One of the great evils on the Internet is spam, or bulk unsolicited e-mail which will fill up your mail box with get rich quick, MLM scams, and "now you can spam millions of others too" offers. Not only do they make it a pain to sort through your e-mail, as you have to examine each piece of email to find out which is a legitimate e-mail or not, but they also add to the time you have to spend downloading email. Below I will outline several strategies which you can use to combat spam:

- Sign up for an ISP which uses a service called BrightMail. This service will automatically filter your email looking for known spam, which it then sends to a seperate web based "Spambox" which you can look through at any time.

- If you have a website, encode all your e-mail addresses using Mailto Encoder.

- Take the time to setup filters for each spam e-mail message that you receive. Look through the e-mail and find a phrase (e.g. MLM works) that you can use to identify this and similar spam e-mails in the future. You can set the filter to either direct spam e-mail directly to your Trash, or a separate "Spam?" folder which will contain suspicious e-mail. You can then look through the spam folder at your leisure.

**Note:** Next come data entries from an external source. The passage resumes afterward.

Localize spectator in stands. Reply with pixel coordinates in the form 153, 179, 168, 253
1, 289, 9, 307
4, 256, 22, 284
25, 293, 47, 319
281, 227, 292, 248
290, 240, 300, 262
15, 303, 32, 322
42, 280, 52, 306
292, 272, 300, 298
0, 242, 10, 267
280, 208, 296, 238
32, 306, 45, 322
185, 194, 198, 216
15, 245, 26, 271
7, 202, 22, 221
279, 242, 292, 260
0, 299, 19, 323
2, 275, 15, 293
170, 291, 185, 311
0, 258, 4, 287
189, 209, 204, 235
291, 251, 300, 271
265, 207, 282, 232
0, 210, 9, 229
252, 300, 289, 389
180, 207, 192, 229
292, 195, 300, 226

- One recent trend among spam e-mail is to have a message at the bottom saying that the e-mail complies with some bill (which by the way is still pending approval). If you want to filter these e-mails simply setup a filter to look for "Per Section 301, Paragraph (a)(2)(C) of S. 1618" and you’ll catch a lot of spam. Also setup a filter to look for "Extractor Pro", as this popular bulk-mailing package automatically appends text at the bottom of each email it sends out.

- Setting up filters which look for numbers in the subject line, or numbers in the FROM line is also very effective.

- If you really get a lot of spam you may want to institute backwards filtering, meaning every incoming email is automatically thrown into a special folder unless a filter specifically establishes the email as non-spam. Simply look through the special folder once a day, and create filters for all legitimate emails that you find there.

- To find out where the spam email originates from click look at the view the full headers (in Eudora Pro 4 click the BLAH BLAH BLAH button). You’ll a line there that says:

Received: from mail.inetone.net (mail.inetone.net [204.105.142.8]) by hydra.host4u.net (8.8.5/8.8.5) with SMTP id BAA03736

The "inetone.net" is the domain where the e-mail message originates
from.

- When you receive spam take action! I use SpamCop, a great free service that will automatically track the spam to the originating Internet Service Provider and complain to the abuse department. All you have to do is copy and paste the entire spam email, including headers, into an online form.

- Whatever you do, never follow the "unsubscription" instructions which often appear at the bottom of spam e-mails. These are used for the sole purpose of validating that there is an actual person at the end of that e-mail address that reads their e-mail. If you do send a "remove" message, expect to be bombarded with spam in the next week.

- Avoid as much as possible giving out your e-mail address freely. Perhaps use a second free email address for most of your communications and use another e-mail address for correspondence from your friends, visitors to your website, customers of your business, and subscriptions to various newsletters.